Median age of blood donors was of 27.7 years. Anti-Plasmodium antibodies prevalence was 65.3% and pLDH antigen was of 0.53%, all positivity was confirmed by microscopy. The prevalence of the other infectious markers was 11.7% for HBs Ag; 0.83% for syphilis; 0.49% for HCV Ab and 0.46% for HIV Ab. The risk factors associated with an asymptomatic carrier of Plasmodium were: the rainy season, irregular character of the blood donations, high frequency of malaria attacks in the past, and absence of treatment during the last episode.
Plasmodium represents the third risk of blood transmitted infectious agents after hepatitis B virus, syphilis, and before HCV and HIV in Senegal.
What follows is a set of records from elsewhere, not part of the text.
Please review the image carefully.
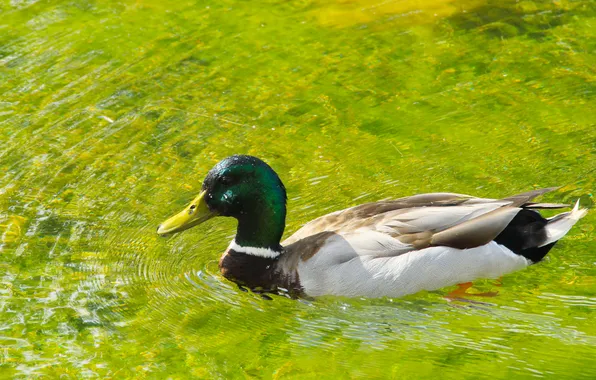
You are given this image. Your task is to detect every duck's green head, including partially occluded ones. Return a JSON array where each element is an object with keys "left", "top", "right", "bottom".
[{"left": 157, "top": 155, "right": 286, "bottom": 248}]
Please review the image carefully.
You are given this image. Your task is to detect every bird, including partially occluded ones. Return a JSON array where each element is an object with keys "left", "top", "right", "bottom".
[{"left": 157, "top": 155, "right": 587, "bottom": 298}]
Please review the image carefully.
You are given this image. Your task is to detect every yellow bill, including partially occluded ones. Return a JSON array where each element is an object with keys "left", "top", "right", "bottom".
[{"left": 157, "top": 191, "right": 216, "bottom": 236}]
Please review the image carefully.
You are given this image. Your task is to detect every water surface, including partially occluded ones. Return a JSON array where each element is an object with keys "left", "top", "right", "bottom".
[{"left": 0, "top": 0, "right": 596, "bottom": 379}]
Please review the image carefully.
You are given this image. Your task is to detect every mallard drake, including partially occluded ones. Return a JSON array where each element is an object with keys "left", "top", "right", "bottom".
[{"left": 157, "top": 155, "right": 587, "bottom": 297}]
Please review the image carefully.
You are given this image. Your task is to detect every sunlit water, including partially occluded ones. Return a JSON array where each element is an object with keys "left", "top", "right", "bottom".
[{"left": 0, "top": 0, "right": 596, "bottom": 379}]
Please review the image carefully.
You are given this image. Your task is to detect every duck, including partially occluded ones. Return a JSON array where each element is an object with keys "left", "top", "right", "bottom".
[{"left": 157, "top": 155, "right": 587, "bottom": 298}]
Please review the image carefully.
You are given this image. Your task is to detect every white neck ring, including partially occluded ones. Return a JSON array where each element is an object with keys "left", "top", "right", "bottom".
[{"left": 228, "top": 240, "right": 281, "bottom": 259}]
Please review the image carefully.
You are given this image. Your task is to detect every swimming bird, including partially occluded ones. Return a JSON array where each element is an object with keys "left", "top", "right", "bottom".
[{"left": 157, "top": 155, "right": 587, "bottom": 298}]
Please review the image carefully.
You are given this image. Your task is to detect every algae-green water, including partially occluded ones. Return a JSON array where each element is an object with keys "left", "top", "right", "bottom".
[{"left": 0, "top": 0, "right": 596, "bottom": 379}]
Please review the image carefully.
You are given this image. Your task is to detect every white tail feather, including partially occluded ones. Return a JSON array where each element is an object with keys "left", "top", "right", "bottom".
[{"left": 540, "top": 199, "right": 588, "bottom": 247}]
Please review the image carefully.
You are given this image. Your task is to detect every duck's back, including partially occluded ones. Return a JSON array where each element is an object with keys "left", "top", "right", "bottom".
[{"left": 280, "top": 189, "right": 585, "bottom": 297}]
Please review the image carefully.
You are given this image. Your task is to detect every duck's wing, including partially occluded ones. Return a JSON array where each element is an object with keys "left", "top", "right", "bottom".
[
  {"left": 283, "top": 188, "right": 567, "bottom": 257},
  {"left": 279, "top": 189, "right": 567, "bottom": 297}
]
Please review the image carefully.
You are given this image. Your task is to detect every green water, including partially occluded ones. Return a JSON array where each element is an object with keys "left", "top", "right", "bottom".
[{"left": 0, "top": 0, "right": 596, "bottom": 379}]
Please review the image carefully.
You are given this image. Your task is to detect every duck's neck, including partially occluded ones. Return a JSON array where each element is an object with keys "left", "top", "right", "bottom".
[{"left": 230, "top": 199, "right": 286, "bottom": 258}]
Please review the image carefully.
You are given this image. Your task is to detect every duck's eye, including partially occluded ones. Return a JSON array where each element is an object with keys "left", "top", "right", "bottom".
[{"left": 220, "top": 176, "right": 234, "bottom": 185}]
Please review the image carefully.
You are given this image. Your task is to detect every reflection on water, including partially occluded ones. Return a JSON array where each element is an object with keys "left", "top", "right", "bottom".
[{"left": 0, "top": 0, "right": 596, "bottom": 378}]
The medical questionnaire is not useful enough for asymptomatic carriers deferral, and we propose to introduce Plasmodium screening. The screening for Plasmodium pLDH by Elisa technique seems to be the best tool in endemic area and the strategy of systematic screening is the most suited in terms of blood transfusion safety.
疟疾是非洲一个切实存在的公共卫生问题;每年新增病例超过3亿例,死亡人数约200万。尽管输血是疟原虫传播的一种潜在途径,但在疟疾流行地区,对于预防输血后疟疾的措施尚无共识。这项工作旨在比较一些工具并讨论应实施的各种策略。
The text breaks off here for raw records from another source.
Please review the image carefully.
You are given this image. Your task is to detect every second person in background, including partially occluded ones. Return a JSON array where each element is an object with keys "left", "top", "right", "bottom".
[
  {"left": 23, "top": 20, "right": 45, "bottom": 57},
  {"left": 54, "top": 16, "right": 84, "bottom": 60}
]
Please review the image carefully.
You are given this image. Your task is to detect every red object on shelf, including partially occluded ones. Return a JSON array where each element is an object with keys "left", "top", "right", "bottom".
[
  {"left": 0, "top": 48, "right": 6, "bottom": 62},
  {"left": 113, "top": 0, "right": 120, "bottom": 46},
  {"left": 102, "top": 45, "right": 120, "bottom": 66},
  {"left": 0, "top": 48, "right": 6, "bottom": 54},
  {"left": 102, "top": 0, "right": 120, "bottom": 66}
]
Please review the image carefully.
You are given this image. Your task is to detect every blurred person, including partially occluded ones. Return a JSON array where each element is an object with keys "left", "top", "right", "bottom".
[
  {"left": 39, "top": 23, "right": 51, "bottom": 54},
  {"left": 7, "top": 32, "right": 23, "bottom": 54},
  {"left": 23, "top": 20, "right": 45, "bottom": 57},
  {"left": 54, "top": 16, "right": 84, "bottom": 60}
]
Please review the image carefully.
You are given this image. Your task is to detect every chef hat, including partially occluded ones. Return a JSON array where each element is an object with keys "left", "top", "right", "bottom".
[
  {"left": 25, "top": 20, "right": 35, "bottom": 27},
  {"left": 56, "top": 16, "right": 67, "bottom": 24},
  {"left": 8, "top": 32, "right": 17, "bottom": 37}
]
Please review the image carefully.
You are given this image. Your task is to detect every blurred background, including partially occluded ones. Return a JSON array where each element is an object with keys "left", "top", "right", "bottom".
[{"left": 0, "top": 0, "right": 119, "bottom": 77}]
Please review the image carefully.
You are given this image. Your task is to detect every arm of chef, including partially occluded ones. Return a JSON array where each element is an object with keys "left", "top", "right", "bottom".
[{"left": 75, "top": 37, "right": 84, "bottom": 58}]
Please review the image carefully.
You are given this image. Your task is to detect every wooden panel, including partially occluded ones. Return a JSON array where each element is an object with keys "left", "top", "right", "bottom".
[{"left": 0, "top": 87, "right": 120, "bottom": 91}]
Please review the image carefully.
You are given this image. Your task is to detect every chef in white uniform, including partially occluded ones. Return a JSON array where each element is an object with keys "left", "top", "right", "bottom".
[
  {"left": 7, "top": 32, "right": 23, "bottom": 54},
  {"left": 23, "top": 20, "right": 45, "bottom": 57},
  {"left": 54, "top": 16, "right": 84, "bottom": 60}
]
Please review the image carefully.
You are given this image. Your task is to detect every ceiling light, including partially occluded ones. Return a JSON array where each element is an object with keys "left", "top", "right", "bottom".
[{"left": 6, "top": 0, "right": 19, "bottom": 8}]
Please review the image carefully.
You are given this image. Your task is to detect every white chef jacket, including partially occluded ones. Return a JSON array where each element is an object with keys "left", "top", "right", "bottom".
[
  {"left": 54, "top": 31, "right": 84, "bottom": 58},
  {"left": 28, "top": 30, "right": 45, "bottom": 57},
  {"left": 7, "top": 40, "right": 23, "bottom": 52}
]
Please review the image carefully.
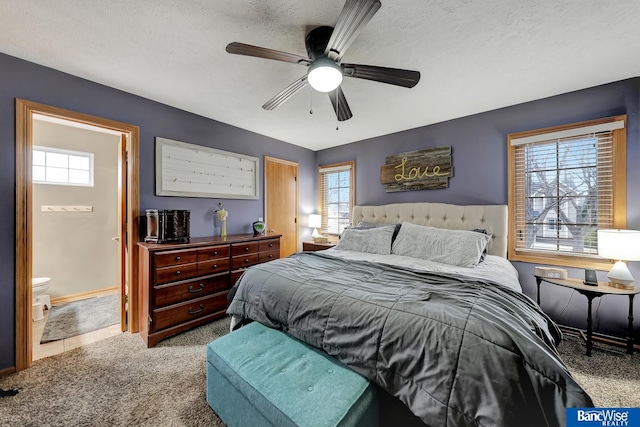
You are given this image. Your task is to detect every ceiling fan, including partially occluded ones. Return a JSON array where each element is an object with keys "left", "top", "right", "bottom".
[{"left": 227, "top": 0, "right": 420, "bottom": 121}]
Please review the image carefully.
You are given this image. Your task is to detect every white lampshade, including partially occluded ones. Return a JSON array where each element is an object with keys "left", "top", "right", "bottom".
[
  {"left": 307, "top": 57, "right": 342, "bottom": 92},
  {"left": 309, "top": 214, "right": 322, "bottom": 237},
  {"left": 309, "top": 214, "right": 322, "bottom": 228},
  {"left": 598, "top": 230, "right": 640, "bottom": 288},
  {"left": 598, "top": 230, "right": 640, "bottom": 261}
]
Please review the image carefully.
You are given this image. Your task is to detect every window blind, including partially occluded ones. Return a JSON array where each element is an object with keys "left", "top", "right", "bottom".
[
  {"left": 318, "top": 162, "right": 354, "bottom": 235},
  {"left": 511, "top": 130, "right": 623, "bottom": 256}
]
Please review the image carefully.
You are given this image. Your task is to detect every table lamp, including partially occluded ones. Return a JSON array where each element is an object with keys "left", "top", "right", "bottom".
[
  {"left": 309, "top": 214, "right": 322, "bottom": 239},
  {"left": 598, "top": 230, "right": 640, "bottom": 289}
]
该研究涉及在塞内加尔的七个输血中心招募的3001名献血者,分两个时期进行:旱季(2003年6月至7月)和雨季(2003年10月至11月)。我们评估了献血者选择问卷排除潜在无症状疟原虫携带者的效率。每次献血都通过酶联免疫吸附测定技术(DiaMed,瑞士克雷西耶 - 苏尔 - 莫拉特)筛查疟原虫乳酸脱氢酶(pLDH)抗原和抗疟原虫抗体,还进行了形态学检测,以及HIV、乙肝表面抗原(HBs Ag)、丙肝抗体(HCV Ab)和梅毒的筛查。
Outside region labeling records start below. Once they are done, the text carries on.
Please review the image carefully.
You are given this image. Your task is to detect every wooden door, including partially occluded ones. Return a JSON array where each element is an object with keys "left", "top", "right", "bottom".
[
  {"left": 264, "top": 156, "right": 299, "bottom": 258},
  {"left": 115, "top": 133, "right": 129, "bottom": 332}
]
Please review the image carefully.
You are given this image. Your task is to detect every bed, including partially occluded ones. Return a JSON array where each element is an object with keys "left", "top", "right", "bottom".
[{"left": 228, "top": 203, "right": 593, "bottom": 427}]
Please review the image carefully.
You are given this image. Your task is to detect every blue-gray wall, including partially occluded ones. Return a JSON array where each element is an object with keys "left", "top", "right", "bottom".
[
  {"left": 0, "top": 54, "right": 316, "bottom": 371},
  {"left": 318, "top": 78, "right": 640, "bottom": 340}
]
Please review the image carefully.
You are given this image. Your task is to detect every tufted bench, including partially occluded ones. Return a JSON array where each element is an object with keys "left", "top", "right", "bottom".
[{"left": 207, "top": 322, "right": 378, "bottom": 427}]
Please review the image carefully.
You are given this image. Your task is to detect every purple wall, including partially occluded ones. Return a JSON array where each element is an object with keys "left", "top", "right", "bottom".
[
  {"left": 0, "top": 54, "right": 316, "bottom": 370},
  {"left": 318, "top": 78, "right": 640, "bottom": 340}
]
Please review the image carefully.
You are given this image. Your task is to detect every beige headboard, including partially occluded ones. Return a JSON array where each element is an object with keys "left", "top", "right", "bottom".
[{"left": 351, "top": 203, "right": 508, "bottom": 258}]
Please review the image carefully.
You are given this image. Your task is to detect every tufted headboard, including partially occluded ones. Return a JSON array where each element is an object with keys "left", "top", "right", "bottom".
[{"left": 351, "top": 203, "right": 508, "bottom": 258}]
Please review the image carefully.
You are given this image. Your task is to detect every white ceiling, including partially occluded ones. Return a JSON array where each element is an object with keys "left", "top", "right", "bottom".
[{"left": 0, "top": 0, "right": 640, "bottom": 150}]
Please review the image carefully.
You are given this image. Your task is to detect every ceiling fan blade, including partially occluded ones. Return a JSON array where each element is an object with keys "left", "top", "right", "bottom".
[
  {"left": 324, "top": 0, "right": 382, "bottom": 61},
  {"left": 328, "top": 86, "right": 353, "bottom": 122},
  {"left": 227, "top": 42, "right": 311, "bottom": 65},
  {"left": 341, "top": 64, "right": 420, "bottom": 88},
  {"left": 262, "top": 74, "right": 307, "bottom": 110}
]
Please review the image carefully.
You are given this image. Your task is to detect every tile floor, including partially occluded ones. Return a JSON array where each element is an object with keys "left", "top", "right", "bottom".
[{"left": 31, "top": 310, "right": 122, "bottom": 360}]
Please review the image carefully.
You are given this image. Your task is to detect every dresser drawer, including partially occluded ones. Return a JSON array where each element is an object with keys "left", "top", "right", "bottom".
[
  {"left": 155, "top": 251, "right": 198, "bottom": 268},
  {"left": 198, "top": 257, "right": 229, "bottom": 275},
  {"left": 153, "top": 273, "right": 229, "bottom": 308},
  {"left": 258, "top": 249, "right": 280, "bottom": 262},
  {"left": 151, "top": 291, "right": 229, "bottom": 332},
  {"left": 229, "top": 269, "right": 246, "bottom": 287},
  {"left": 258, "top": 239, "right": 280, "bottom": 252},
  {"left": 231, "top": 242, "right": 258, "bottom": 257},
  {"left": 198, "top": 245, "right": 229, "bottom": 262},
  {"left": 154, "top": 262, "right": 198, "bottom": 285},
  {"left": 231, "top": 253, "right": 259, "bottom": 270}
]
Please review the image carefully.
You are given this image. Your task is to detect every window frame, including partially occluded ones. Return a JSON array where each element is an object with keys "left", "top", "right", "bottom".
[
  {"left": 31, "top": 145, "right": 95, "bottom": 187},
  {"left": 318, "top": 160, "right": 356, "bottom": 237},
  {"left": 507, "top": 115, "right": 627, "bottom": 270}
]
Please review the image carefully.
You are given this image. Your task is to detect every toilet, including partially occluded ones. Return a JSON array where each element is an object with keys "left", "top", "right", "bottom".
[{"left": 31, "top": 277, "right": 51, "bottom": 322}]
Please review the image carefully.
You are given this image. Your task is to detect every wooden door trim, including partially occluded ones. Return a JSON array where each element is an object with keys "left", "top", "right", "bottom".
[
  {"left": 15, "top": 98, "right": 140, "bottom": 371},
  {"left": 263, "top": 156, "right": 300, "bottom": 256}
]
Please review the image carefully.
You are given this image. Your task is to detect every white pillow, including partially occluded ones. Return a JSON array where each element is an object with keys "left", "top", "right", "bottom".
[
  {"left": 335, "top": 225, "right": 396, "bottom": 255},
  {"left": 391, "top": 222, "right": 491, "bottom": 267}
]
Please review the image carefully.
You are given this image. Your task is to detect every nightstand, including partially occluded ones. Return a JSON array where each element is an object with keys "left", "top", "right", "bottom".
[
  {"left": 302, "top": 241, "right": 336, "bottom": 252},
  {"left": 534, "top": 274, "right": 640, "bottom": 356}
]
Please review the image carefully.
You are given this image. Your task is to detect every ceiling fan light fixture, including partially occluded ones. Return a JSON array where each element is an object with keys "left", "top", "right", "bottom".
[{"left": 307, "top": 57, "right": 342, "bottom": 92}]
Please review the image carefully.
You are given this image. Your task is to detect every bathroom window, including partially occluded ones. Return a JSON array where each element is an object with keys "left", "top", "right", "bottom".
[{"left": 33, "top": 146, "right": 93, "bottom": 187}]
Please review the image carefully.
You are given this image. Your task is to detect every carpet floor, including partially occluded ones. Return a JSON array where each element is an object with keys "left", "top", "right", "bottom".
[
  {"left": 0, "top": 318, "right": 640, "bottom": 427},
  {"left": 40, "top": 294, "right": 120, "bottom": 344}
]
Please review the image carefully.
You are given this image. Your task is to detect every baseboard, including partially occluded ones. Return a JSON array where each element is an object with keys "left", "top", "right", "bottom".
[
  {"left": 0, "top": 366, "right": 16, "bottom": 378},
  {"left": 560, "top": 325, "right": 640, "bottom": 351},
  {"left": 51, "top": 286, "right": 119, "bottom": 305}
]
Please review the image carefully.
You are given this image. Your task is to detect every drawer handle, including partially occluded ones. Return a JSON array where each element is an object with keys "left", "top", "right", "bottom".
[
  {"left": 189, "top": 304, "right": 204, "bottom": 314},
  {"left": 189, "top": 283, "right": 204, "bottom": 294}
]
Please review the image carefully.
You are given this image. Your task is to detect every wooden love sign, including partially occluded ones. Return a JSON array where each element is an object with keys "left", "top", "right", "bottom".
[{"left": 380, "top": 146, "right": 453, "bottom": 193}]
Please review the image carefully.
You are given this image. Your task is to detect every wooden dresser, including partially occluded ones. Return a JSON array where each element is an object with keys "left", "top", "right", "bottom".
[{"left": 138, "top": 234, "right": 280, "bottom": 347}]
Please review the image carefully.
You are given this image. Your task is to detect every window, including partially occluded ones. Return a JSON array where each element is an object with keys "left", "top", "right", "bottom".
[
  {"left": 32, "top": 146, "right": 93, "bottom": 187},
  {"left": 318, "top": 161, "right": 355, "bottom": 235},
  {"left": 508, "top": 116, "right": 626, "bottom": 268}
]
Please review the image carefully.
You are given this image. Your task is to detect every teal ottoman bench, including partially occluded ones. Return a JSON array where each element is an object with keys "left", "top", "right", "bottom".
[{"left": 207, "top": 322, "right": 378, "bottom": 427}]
献血者的年龄中位数为27.7岁。抗疟原虫抗体患病率为65.3%,pLDH抗原为0.53%,所有阳性均经显微镜检查确认。其他感染标志物的患病率分别为:HBs Ag为11.7%;梅毒为0.83%;HCV Ab为0.49%;HIV Ab为0.46%。与无症状疟原虫携带者相关的危险因素为:雨季、献血的不规律性、过去疟疾发作频率高以及上次发作时未接受治疗。
在塞内加尔,疟原虫是仅次于乙肝病毒、梅毒,在丙肝病毒和艾滋病毒之前的血液传播感染因子的第三大风险。医学问卷对于排除无症状携带者的作用不够大,我们建议引入疟原虫筛查。通过酶联免疫吸附测定技术筛查疟原虫pLDH似乎是疟疾流行地区的最佳工具,就输血安全而言,系统筛查策略最为合适。